Amigos, el Evangelio de hoy es la conclusión de Lucas al Sermón de la Llanura.

Jesús dice: “Les voy a decir a quién se parece el que viene a mí y escucha mis palabras y las pone en práctica. Se parece a un hombre que, al construir su casa, hizo una excavación profunda, para echar los cimientos sobre la roca. Vino la creciente y chocó el río contra aquella casa, pero no la pudo derribar, porque estaba sólidamente construida”.
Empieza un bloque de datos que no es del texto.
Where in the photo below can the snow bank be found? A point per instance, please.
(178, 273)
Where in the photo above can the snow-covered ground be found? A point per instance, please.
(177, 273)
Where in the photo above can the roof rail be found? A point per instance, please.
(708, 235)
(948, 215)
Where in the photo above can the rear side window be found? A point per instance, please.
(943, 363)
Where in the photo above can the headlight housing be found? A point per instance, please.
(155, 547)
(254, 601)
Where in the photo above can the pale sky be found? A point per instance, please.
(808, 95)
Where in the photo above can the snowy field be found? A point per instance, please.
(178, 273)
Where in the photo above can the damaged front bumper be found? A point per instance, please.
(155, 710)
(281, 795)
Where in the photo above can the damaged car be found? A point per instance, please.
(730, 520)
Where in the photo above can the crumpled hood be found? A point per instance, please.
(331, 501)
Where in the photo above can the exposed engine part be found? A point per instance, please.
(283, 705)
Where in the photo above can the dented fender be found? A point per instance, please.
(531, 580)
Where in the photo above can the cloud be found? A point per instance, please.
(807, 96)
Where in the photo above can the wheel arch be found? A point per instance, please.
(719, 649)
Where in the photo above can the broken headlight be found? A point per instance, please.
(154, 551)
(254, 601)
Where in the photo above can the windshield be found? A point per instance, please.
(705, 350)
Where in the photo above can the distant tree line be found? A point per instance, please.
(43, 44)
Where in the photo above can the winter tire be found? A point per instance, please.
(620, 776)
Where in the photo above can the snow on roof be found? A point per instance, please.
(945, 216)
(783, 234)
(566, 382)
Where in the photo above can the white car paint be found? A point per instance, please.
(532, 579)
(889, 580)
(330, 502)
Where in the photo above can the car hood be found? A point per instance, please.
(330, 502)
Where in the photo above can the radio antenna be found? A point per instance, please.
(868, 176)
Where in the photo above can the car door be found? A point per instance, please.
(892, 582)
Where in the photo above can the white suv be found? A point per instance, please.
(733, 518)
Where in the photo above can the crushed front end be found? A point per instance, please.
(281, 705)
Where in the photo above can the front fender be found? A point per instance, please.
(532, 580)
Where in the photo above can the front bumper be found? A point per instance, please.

Esto es algo central: Si estás arraigado en Dios, entonces puedes resistir cualquier cosa, precisamente porque estás conectado con ese poder que está creando el cosmos. Serás bendecido en ese lugar más profundo y nada te podrá afectar finalmente. 

Pero el que no toma las palabras de Jesús en serio “se parece a un hombre que construyó su casa a flor de tierra, sin cimientos. Chocó el río contra ella e inmediatamente la derribó y quedó completamente destruida”.

Cuando lleguen las pruebas inevitables, la vida construida sobre el placer, dinero, poder o fama colapsará. Así que la pregunta es sencilla: ¿Dónde estás parado? ¿Cómo está tu corazón? ¿Sobre qué, precisamente, has construido toda tu vida?